One Major Difference
While this comparison has some merit, especially when we look at the exponential price increase, tulips were not a technological breakthrough.
Though a horticulturist may disagree, Demelza said, “tulips are just another flower—they don’t really represent a shift in the way we do business or make payments.”
Bitcoin, however, combines encryption and distributed computing to create an immutable chain of verified transactions (the “blockchain”) to solve a long-standing problem that made decentralized, digital payments previously impossible.
Basically, Satoshi Nakamoto and the group of people who created Bitcoin were able to make a permanent ledger of information by solving the “double spend problem,” which describes a situation where someone wants to send sensitive information over a network, but any of that information can easily be duplicated.
Source: Crytpo Research Report
New Cryptocurrencies Emerging
While Bitcoin has led the way, newer technologies are being developed based on the blockchain. Demelza, who also teaches a cryptocurrency course at the University of Liechtenstein, classifies them into three different groups.
In the first category, we have medium-of-exchange cryptocurrencies like Bitcoin, Bitcoin Cash, Monero, Litecoin, Dash, and others.
The second category consists of infrastructure cryptocurrencies like Ethereum, Ethereum Classic, Iota, Tazos, and others. These allow users to build smart contracts and other cryptocurrencies on top of the blockchain technology.
Demelza refers to the third category as general purpose tokens, which do not have utility themselves but serve as a digital share in a company, which are allowed to be traded on cryptocurrency exchanges.
Supercomputing and Energy Use
Current computing technology used to mine bitcoin is specialized and limited, but one day that may change.
“We’re in the early stages, and I think that in the next couple years we’re really going to see the potential to have global-scale computing with hashing power that we’ve never seen before,” Hays said. “Just looking at the hashing power of the Bitcoin network alone, it is over 1,000 times more powerful than all of the supercomputers in the world put together.”
Right now, blockchain technology is largely limited to mining cryptocurrencies, but has the potential to unleash a whole new world of global computing.
Because of its decentralized, global scale, however, bitcoin “is using an enormous amount of electricity,” Hays told listeners. That being said, our current banking and financial system uses far more, she added.

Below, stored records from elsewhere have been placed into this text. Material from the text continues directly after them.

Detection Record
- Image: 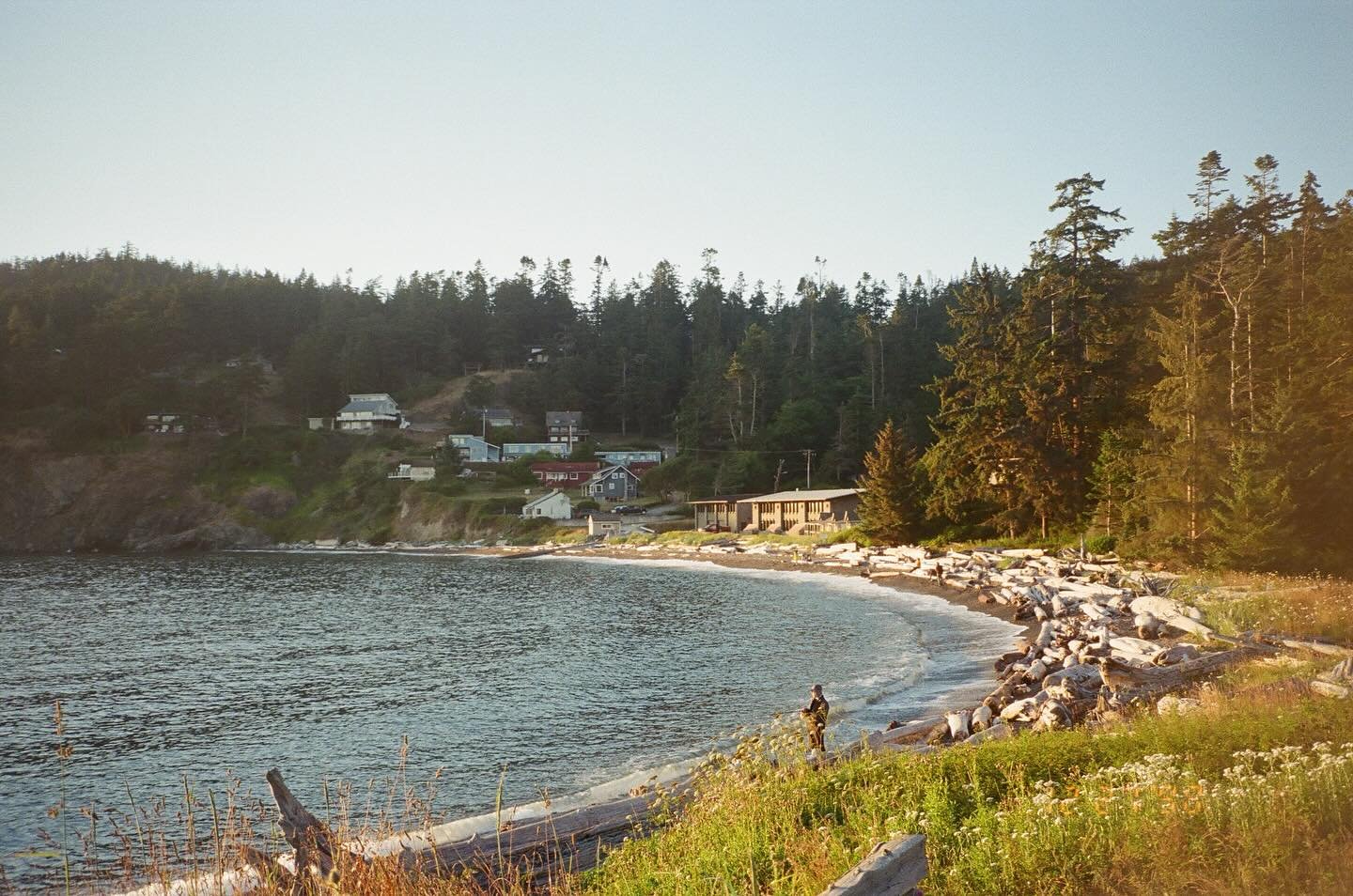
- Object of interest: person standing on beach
[799,685,831,754]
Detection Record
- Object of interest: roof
[739,488,862,503]
[530,460,600,472]
[338,395,399,414]
[587,463,639,482]
[446,433,498,448]
[521,488,572,510]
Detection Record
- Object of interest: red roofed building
[530,460,600,486]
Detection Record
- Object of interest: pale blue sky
[0,0,1353,286]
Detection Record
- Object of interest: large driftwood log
[264,769,351,880]
[821,834,926,896]
[1109,647,1261,697]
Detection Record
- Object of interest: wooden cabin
[738,488,861,534]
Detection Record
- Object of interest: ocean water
[0,552,1016,881]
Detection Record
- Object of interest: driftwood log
[821,834,926,896]
[264,769,360,881]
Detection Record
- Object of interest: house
[587,513,652,537]
[587,513,625,537]
[385,460,437,482]
[545,410,591,451]
[597,449,663,469]
[583,464,639,501]
[530,460,600,487]
[147,413,216,436]
[335,393,409,435]
[479,408,521,427]
[446,433,504,463]
[521,488,574,519]
[738,488,861,534]
[690,494,754,532]
[502,441,568,463]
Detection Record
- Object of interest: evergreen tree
[858,420,925,544]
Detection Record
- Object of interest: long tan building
[738,488,861,534]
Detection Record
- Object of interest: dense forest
[8,151,1353,570]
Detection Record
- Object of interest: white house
[502,441,568,463]
[597,448,663,467]
[388,460,437,482]
[334,393,409,433]
[446,433,504,463]
[521,488,574,519]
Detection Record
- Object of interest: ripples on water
[0,553,1015,877]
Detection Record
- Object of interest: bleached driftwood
[821,834,926,896]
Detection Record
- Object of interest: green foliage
[0,151,1353,571]
[1085,534,1117,553]
[859,420,925,544]
[1212,440,1294,570]
[583,689,1353,896]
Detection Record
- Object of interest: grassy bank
[575,687,1353,895]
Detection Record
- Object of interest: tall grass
[579,690,1353,896]
[1193,573,1353,643]
[28,681,1353,896]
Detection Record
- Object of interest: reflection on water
[0,553,1014,873]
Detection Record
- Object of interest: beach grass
[576,687,1353,896]
[57,676,1353,896]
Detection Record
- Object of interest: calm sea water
[0,553,1015,880]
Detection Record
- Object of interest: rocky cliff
[0,444,270,552]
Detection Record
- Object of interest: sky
[0,0,1353,291]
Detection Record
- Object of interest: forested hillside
[0,153,1353,570]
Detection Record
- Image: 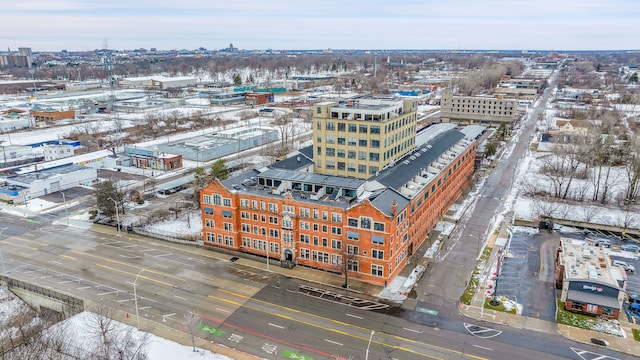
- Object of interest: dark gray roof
[370,189,409,216]
[269,154,313,170]
[369,129,464,190]
[258,169,365,189]
[298,145,313,160]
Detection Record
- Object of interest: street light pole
[60,191,69,226]
[469,234,482,257]
[364,330,375,360]
[109,198,122,236]
[133,269,144,330]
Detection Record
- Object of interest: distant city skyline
[0,0,640,51]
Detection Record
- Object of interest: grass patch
[557,300,624,337]
[460,247,492,305]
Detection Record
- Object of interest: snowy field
[0,287,230,360]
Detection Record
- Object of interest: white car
[612,260,636,273]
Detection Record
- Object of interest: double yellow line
[208,289,488,360]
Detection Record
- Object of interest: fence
[0,275,84,313]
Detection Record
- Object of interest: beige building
[313,98,418,179]
[440,93,518,126]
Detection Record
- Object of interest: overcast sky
[0,0,640,51]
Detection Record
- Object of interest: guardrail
[0,275,84,311]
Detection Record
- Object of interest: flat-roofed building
[313,98,418,179]
[440,93,518,126]
[556,238,627,319]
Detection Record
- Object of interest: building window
[347,245,360,255]
[242,236,251,248]
[371,265,384,276]
[347,259,359,272]
[224,235,234,246]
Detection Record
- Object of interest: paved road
[0,222,616,359]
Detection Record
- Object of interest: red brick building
[200,130,476,285]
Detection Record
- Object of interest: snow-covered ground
[0,287,230,360]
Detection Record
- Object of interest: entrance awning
[567,290,620,309]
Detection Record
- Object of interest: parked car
[593,238,611,247]
[620,244,640,252]
[612,260,636,273]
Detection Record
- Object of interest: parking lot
[496,232,558,321]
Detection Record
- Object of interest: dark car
[620,244,640,252]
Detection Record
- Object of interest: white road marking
[473,345,493,351]
[98,290,120,296]
[324,339,344,346]
[402,328,422,334]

Bitcoin’s power consumption is starting to gain more and more attention, not just in terms of skyrocketing transaction fees, but also when it comes to concerns over the size of bitcoin’s carbon footprint.
Ultimately, this may be the reason sentiment finally turns negative on this new technology; or, if you are into the more conspiratorial side of things, the means by which “the powers that be” try to take it down.